On Fri, 10 Oct 2003 00:18:23 +0200 (Romance Daylight Time) Vadim Zeitlin
<[EMAIL PROTECTED]> wrote:

> is not necessary to use RefCounter at all, you don't [have to] do any
> Inc/DecRef()s on mApplication->GetProfile() anyhow.

But then this should be changed (someday). Otherwise somebody will write
code like "RefCounter<Profile> profile(mApplication->GetProfile())", which
is correct in other cases, but not for global profile.

>  A decent compiler should optimize passing such small object
> (sizeof(RefCounter) == sizeof(void *)) by value but I doubt gcc does it...

I am not sure what sort of waste are you referring to. I am talking about
IncRef and DecRef calls that surround each function call that takes
RefCounter as parameter. There is no way to optimize them out, because
compiler doesn't know whether reference count will be used inside the
function or not and it doesn't know whether reference count reaches zero or
not after return.

> So it could be a tiny bit wasteful but unless you call such function in an
> inner loop I can't imagine it can be noticeable.

It will be noticeable in code size though.

> On Thu, 9 Oct 2003 19:07:40 +0200 (CEST) Robert Vazan <[EMAIL PROTECTED]> wrote:
> 
> RV> Do you have any example when can such conversion be dangerous?
> 
>  Everywhere. This simply negates the gains from the smart pointers. When
> you use the smart pointers, whatever you do, the obejcts are deleted (or
> not) correctly. When you implicitly convert them to raw pointers and pass
> them to a function which may take ownership of its parameter, you break the
> smart pointer invariant -- the object may be deleted while the smart
> pointer still exists.

It is possible to use different types for members, locals, parameters, and
return values. We can differentiate them later, of course.

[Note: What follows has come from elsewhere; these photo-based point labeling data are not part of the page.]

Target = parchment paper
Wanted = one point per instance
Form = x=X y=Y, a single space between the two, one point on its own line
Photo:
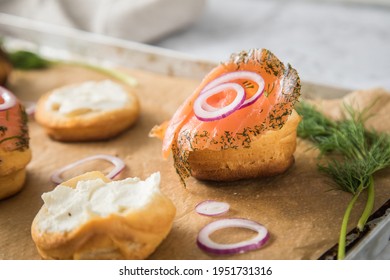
x=301 y=208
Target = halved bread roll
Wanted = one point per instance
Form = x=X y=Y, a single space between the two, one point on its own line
x=13 y=171
x=271 y=154
x=91 y=217
x=93 y=110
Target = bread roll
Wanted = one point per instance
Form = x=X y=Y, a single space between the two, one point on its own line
x=270 y=155
x=91 y=217
x=13 y=171
x=93 y=110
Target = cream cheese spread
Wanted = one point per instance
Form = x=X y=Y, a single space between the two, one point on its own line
x=67 y=208
x=90 y=96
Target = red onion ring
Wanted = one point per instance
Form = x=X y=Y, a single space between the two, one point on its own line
x=119 y=165
x=9 y=99
x=205 y=243
x=203 y=114
x=29 y=107
x=235 y=76
x=212 y=208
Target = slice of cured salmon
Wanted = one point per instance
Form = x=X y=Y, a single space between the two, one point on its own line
x=13 y=124
x=236 y=103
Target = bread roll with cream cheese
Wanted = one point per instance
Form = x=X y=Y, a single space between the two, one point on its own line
x=91 y=217
x=93 y=110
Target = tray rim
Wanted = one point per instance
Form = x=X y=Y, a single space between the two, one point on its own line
x=149 y=58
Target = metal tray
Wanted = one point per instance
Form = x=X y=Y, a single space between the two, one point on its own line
x=65 y=43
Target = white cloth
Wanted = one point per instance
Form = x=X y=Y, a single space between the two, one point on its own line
x=136 y=20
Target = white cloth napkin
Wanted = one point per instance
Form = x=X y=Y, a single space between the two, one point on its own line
x=136 y=20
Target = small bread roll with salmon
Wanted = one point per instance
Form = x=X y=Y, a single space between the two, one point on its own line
x=240 y=122
x=91 y=217
x=89 y=111
x=15 y=152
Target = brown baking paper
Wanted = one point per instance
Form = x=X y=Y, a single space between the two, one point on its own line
x=301 y=208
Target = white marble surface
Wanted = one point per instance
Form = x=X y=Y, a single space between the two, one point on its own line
x=340 y=44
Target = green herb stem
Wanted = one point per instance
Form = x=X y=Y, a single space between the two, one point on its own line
x=344 y=226
x=27 y=60
x=115 y=74
x=369 y=205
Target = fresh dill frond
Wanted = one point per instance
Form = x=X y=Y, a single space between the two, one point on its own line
x=353 y=155
x=26 y=60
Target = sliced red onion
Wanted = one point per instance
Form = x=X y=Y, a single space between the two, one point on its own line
x=205 y=243
x=119 y=165
x=9 y=99
x=212 y=208
x=236 y=76
x=200 y=104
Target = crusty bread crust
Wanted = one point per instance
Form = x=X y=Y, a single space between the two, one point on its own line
x=13 y=171
x=270 y=155
x=89 y=126
x=134 y=235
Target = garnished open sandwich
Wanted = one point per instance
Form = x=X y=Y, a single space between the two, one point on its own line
x=239 y=123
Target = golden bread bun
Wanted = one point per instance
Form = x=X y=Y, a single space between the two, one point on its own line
x=270 y=155
x=127 y=232
x=85 y=123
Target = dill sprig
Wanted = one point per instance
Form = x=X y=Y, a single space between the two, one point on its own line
x=353 y=154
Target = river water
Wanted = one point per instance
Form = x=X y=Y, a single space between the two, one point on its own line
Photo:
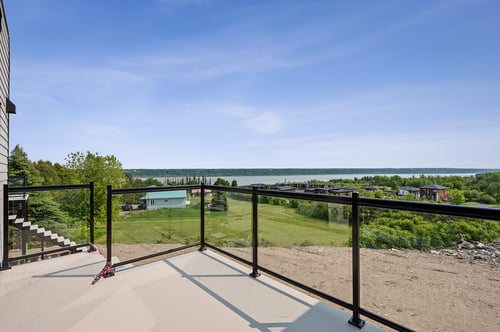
x=274 y=179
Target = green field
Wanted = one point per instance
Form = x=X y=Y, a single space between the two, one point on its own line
x=278 y=226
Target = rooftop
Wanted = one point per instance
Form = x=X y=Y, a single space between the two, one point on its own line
x=189 y=292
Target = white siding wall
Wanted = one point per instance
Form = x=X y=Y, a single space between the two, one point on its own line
x=154 y=204
x=4 y=117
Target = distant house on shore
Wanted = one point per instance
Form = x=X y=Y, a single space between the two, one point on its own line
x=165 y=199
x=197 y=192
x=407 y=190
x=434 y=192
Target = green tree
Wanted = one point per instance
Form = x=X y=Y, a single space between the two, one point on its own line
x=494 y=191
x=103 y=171
x=456 y=196
x=20 y=165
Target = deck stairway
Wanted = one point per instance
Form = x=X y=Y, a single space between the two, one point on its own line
x=34 y=229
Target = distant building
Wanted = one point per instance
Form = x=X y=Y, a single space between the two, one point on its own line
x=6 y=108
x=434 y=192
x=407 y=190
x=165 y=199
x=284 y=188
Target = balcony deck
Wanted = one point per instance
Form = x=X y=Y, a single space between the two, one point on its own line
x=195 y=291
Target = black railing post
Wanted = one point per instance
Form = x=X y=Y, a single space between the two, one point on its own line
x=91 y=217
x=202 y=217
x=355 y=320
x=109 y=220
x=255 y=239
x=5 y=230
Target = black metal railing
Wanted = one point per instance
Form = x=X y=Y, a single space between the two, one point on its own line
x=21 y=194
x=354 y=202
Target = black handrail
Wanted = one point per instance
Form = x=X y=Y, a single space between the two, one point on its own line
x=354 y=201
x=26 y=189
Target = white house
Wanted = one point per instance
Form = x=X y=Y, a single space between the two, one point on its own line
x=165 y=199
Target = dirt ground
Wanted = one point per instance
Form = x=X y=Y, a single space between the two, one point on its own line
x=422 y=291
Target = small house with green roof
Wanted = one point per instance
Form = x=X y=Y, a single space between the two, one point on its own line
x=165 y=199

> RV> > I'd also like to remove
> RV> > AttachAndIncRef() because IMHO it is confusing and thus dangerous to have
> RV> > ctor which takes ownership of the pointer and a function which doesn't (if
> RV> > we decide to keep it I think to something like CopyFrom() makes more sense
> RV> > as a name for it, but this is a minor issue).
> RV> 
> RV> Name CopyFrom doesn't tell you who is supposed to call IncRef. I thought
> RV> about complementary AttachIncRefed that would make naming logical, but I
> RV> didn't need it yet. Any name is acceptable as far as it is too long to
> RV> write easily and it is clear who should call IncRef.
> 
>  As I said, the best would be to remove it entirely... Are we going to need
> it often?

One can always work it around with constructor like this:

T * source;
RefCounter<T> destination; // exists already
source = (copy from somewhere);
source->IncRef();
RefCounter<T> temporary(pointer);
destination = temporary;

But it's a bit ugly and lenghty. It will be unnecessary when all pointers
are in RefCounter, but that will never really happen.